The greatest prize is the mighty Mahseer, an omnivorous giant which has been recorded to weigh up to 50 kgs. A 2-3 kilo mahseer is an okay catch, but it is very possible to land something in the 9-10 kg category. However, this is a dwindling species due to effects of modernization – unregulated commercial fishing by villagers, pollution, the construction of dams – and visiting anglers are encouraged to practice catch and release. To actually have a good chance to catch these famed fighting fish – and they put up quite a fight, even the smaller ones – you’ll need to go further off to the Karnali or Tamur river, which is not possible in a single day. However, the Trishuli and Indrawati rivers quite near Kathmandu can provide a relaxed fishing experience. Guides, rafts and tackle can be had on hire from most of the rafting agencies in Thamel.

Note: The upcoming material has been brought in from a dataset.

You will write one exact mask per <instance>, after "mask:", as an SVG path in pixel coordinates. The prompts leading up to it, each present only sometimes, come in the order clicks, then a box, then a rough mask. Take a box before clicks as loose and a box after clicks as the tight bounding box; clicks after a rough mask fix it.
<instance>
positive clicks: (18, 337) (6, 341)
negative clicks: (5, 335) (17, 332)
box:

Rock Climbing around Kathmandu
Though famous for its mountains, Nepal is not very well known for rock climbing opportunities. For those interested, there is a small cliff in the Nagarjun hills which offers an excellent spot to try your hand at the sport for another exciting day in Kathmandu. Make sure you check with your local travel agent before heading to make sure there are certified guides present when you reach there. You don’t want to be stuck with a cliff but no equipment.
Cycling around Kathmandu
There are some biking stations around Thamel which can arrange tours, with guide, equipment, and refreshments, to explore Kathmandu itself, or the surrounding villages for a short cultural tour, or even tougher trails for an adventurous ride. Try visiting Lubhu, Bungamati or Kirtipur to get a taste of the rural life, surprising since it is hardly a 20 minute drive from Kathmandu but still so far removed from the modernity of the city.